Narsisizm terimi, Antik Yunan efsanesindeki Narcissus'tan gelir. Bu kavram, bilinen en eski psikolojik yapılar arasında yer alır ve tarih boyunca kendine aşırı odaklanmış bireylerin davranışlarını tanımlamak için kullanılmıştır. Bu konuda birçok araştırma yapılmış ve kavramın netleştirilmesi için çalışılmıştır. Ancak narsistik özelliklere sahip kişilerin hepsinde Narsistik Kişilik Bozukluğu görülmez.
Narsist Kişilik Bozukluğunun kesin nedeni bilinmemekle birlikte, araştırmacılar bazı faktörleri belirlemişlerdir.
Bunlar:
-İstismar veya travma
-Aşırı övgü
-Orijinalliği doğrulayan bir ortamın olmaması
-Ebeveynin aşırı hoşgörüsü
-Güvenilmez ebeveynlik
-Kesin nedenler muhtemelen karmaşık ve çeşitli olmasına rağmen, genetiğin ve biyolojinin de önemli bir rol oynadığı düşünülmektedir.
Narsist kişilik bozukluğu, kişinin kendi değerini abartılı bir şekilde algıladığı bir psikolojik bozukluktur. Bu bozukluğa sahip kişilerin çok fazla ilgiye ve odağa ihtiyaçları vardır. Bu bozukluğa sahip kişiler diğer insanları anlama ya da düşüncelerine önem verme yeteneğinden yoksundurlar. Ayırt edici özellikleri empati eksikliği ve beğenilme ihtiyacıdır. Ancak bu yüksek özgüvenli davranış ve düşüncelerin ardında bu kişiler aslında kendi değerlerinden emin değillerdir ve kolayca bir eleştiri karşısında yıkılabilirler.
Narsist Kişilik Bozukluğu, hayatın pek çok alanında sorun yaratabilir. İnsan ilişkileri, iş, okul ya da finansal meselelerde. Bu kişilik bozukluğuna sahip bireylere kendilerinin hak ettiklerini inandıkları iltifatları veya hayranlık gösterilmediğinde mutsuz olup hayal kırıklığına uğrayabilir, ilişkilerini sorunlu ve tatmin edici bulmayabilir, diğer insanlar onların etrafında olmaktan hoşlanmayabilirler.

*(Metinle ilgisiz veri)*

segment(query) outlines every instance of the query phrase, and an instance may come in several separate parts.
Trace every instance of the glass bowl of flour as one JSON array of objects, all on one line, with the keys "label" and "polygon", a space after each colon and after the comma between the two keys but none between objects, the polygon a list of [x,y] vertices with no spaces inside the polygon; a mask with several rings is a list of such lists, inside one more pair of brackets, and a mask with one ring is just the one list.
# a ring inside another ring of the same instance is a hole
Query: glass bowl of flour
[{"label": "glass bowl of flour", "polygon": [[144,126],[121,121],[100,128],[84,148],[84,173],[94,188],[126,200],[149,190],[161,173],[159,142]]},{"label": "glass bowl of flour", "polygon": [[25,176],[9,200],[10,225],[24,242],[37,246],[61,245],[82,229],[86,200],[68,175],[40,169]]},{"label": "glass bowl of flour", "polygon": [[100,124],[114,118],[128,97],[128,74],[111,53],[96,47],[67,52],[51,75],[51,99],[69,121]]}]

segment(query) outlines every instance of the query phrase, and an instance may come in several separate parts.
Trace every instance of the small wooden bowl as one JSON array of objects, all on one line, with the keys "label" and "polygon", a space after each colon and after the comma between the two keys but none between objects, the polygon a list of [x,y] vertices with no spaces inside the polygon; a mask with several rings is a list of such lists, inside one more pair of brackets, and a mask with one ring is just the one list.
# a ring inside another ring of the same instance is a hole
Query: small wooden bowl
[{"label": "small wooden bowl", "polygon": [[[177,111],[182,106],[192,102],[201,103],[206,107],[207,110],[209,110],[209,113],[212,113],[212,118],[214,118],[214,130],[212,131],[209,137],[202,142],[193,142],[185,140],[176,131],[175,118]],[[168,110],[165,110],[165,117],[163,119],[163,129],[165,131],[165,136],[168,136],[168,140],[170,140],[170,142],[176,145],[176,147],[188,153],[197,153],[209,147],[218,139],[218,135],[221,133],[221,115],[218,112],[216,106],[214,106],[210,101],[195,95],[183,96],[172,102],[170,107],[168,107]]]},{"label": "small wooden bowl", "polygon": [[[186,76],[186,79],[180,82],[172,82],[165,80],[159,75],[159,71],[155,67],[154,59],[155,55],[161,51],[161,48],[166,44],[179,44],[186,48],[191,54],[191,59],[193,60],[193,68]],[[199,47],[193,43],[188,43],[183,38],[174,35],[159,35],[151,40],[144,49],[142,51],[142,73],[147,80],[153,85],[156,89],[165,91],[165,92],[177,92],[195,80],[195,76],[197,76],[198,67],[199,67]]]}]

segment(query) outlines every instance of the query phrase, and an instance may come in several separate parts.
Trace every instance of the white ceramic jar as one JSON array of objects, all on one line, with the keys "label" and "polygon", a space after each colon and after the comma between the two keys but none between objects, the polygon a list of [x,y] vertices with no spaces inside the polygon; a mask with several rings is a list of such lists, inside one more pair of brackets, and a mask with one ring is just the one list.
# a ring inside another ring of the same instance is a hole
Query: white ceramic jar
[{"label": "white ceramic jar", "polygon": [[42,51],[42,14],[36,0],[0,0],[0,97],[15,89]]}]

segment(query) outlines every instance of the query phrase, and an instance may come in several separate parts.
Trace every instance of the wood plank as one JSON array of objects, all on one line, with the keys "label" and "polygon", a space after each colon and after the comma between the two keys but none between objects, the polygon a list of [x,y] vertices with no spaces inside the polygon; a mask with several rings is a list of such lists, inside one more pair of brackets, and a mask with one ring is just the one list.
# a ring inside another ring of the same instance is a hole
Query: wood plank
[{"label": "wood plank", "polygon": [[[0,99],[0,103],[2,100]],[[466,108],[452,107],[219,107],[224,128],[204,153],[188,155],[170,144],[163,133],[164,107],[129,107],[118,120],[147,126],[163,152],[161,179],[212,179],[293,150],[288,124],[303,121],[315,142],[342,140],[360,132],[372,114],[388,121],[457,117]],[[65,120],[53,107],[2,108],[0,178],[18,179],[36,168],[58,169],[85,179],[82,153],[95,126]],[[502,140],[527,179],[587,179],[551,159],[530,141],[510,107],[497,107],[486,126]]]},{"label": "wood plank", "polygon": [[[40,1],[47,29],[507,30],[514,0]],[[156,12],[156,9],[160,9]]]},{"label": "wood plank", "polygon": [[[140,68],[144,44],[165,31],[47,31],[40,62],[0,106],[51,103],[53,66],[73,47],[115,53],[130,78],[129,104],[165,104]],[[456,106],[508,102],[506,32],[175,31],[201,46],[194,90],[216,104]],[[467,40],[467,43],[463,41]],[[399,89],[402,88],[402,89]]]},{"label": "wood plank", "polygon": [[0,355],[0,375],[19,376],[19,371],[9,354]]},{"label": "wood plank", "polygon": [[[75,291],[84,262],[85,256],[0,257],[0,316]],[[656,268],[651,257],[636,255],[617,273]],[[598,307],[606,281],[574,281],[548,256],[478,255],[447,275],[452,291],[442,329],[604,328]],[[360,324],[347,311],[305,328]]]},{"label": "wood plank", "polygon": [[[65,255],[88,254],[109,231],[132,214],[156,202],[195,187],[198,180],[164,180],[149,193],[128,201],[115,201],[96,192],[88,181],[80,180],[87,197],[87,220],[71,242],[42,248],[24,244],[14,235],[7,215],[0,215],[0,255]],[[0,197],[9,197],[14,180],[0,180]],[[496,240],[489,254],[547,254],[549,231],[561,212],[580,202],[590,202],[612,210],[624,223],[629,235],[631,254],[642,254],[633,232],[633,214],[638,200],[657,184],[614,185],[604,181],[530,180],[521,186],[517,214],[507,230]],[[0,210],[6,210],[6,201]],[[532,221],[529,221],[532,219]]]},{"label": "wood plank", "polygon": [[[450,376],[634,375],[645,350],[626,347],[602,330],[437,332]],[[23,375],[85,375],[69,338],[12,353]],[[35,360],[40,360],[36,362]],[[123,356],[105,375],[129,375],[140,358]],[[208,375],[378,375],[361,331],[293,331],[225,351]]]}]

Narsist Kişilik Bozukluğunun beş yaygın belirtisi arasında şişkin bir benlik duygusu, sürekli ilgi ihtiyacı, benmerkezcilik, empati eksikliği, güç ve başarı ile meşguliyet yer alır.
Narsist Kişilik Bozukluğu ile ilişkili semptomlardan bazıları:
-Birinin benzersiz veya özel olduğuna ve yalnızca aynı statüdeki diğer insanlarla ilişki kurması gerektiğine olan inanç.
-Sürekli ilgi, onaylanma ve övgü ihtiyacı.
-Kişinin kendi yetenekleri ve başarıları hakkında abartılı algısı,
-Kişisel kazanç için başkalarını sömürmek.
-Başkalarını kıskanmak ya da başkalarının kendilerini kıskandığına inanmak.
-Başkalarına karşı empati eksikliği.
-Başarı ve güç elde etme konusunda ısrarcı fanteziler.
-Güç veya başarı ile meşgul olma.
-Hak sahibi olma duygusu ve özel muamele beklentisi.
Bu kişilik bozukluğuna sahip insanlar kendilerini diğerlerinden üstün gördükleri için genellikle başarılı bir yaşam tarzına sahip olduklarını yansıtan eşyalara sahip olmak isterler. Bu abartılı değer algılarına rağmen, öz saygılarını güçlendirmek için sürekli övgüye ve ilgiye bağımlıdırlar.
Evrimci açıdan, kendini beğenmişlik, öldürülen avın en iyi bölümünü almak ya da kabile liderinin yerine geçip lider olmak için diğer güçlü yönlerle birleştiğinde, büyük bir olasılıkla kesin bir avantaja dönüşür.
Sonuç olarak, narsistik kişilik bozukluğu olan kişiler genellikle kişisel saldırı olarak görülen eleştirilere karşı çok hassastırlar.
Uzman bir terapiste başvurarak bu durum üzerine çalışabilirsiniz. Narsist kişilik tanısı konulan hastanın terapisi düzenli bir şekilde devam ettiğinde olumlu sonuçlar alınabilir.